I wasn’t expecting such a small book to turn up on my doorstep; at around A5 in size it’s the littlest art book I own.
The book is split into the 5 girls who appear in it. Like most of Haskins work the girls where a combination not professional models, girls starting out in their career, street scouted, family and friends. Sam Haskins’ web blog says it was “These unusual models, although of course highly talented in their own right, helped Sam to create the unaffected sexy look that was part of his creative signature and the central theme of his artistic output.”

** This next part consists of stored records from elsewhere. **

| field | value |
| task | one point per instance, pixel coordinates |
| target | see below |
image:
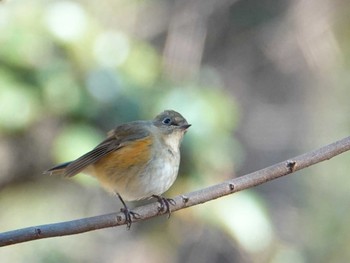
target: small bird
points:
(137, 160)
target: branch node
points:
(185, 199)
(232, 186)
(291, 165)
(119, 219)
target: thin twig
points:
(182, 201)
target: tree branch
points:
(182, 201)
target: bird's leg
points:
(164, 204)
(129, 215)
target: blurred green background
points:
(260, 81)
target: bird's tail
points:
(58, 169)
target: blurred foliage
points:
(260, 81)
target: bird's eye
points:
(167, 121)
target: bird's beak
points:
(185, 126)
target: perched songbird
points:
(137, 160)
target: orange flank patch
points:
(134, 153)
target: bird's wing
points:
(117, 139)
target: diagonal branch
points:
(182, 201)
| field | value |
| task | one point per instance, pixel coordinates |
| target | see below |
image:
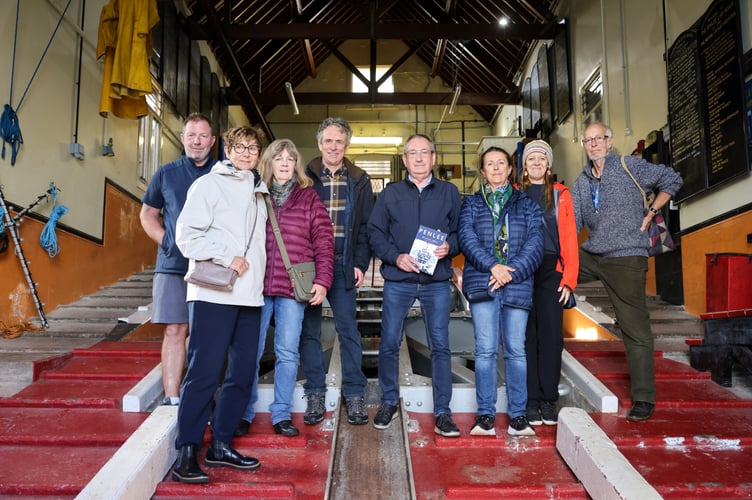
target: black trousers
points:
(544, 339)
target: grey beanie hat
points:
(538, 146)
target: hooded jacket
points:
(477, 236)
(399, 210)
(223, 211)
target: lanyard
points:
(595, 193)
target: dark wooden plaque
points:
(721, 54)
(544, 91)
(687, 114)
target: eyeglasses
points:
(241, 148)
(598, 139)
(415, 153)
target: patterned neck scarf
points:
(280, 192)
(496, 200)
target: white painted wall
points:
(596, 39)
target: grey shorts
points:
(168, 299)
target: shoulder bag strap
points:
(253, 228)
(642, 191)
(277, 234)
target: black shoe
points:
(519, 426)
(356, 411)
(445, 426)
(186, 468)
(315, 408)
(484, 426)
(286, 428)
(641, 411)
(242, 428)
(384, 416)
(532, 413)
(548, 413)
(220, 454)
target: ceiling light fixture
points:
(291, 97)
(385, 140)
(457, 90)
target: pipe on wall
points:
(625, 71)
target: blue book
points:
(426, 242)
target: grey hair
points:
(340, 123)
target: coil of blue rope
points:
(48, 238)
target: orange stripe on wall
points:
(82, 267)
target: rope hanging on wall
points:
(10, 128)
(48, 238)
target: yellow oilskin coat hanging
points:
(124, 41)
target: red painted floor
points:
(697, 444)
(56, 434)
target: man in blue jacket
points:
(162, 203)
(401, 208)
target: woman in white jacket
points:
(224, 219)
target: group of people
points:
(261, 207)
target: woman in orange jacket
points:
(554, 280)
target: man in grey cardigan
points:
(608, 203)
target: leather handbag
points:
(660, 238)
(477, 294)
(209, 274)
(301, 274)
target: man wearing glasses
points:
(402, 207)
(162, 203)
(609, 205)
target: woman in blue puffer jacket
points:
(501, 236)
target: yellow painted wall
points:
(82, 266)
(727, 236)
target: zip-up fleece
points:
(399, 210)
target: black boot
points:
(186, 469)
(220, 453)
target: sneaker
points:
(315, 408)
(484, 426)
(385, 415)
(356, 411)
(641, 411)
(533, 415)
(548, 413)
(518, 426)
(445, 426)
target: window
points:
(591, 99)
(150, 136)
(385, 88)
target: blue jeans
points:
(342, 302)
(288, 319)
(493, 321)
(434, 303)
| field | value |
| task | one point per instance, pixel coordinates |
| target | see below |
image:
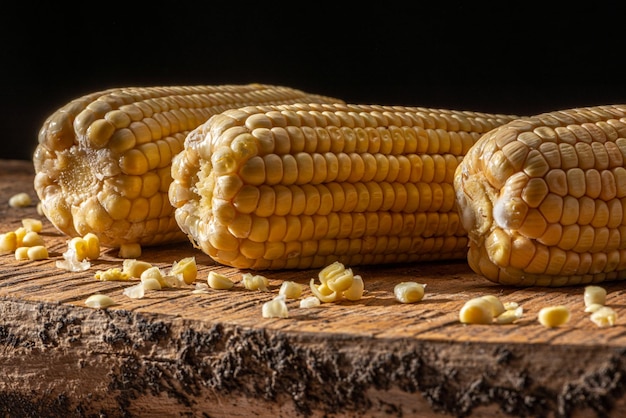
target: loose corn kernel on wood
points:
(79, 247)
(337, 282)
(554, 316)
(219, 281)
(255, 282)
(37, 252)
(21, 253)
(356, 289)
(509, 316)
(92, 246)
(8, 242)
(604, 317)
(187, 267)
(103, 161)
(303, 185)
(477, 310)
(543, 199)
(409, 292)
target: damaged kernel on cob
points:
(304, 185)
(103, 160)
(543, 199)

For anyone who knows the book Gill is probably the one you will associate with Five Girls (as well as Cowboy Kate, 1964)the most. Not only were a selection of portraits from Five girls used on The last Shadow Puppets Album cover and singles in 2008 but during the Vietnam War there are stories of Soldiers having copies of Five Girls with them, making the girls in the book and especially Gill Vietnam pinups.
The book generated a lot of fan mail in the 60s from both men and women in a time when photographing the female form was still a taboo. And I can see why, these images are both sexy and sensitive. They are ordinary women, relaxed and comfortable with their bodies. And that is the sexiest thing about Sam Haskins’ Five girls.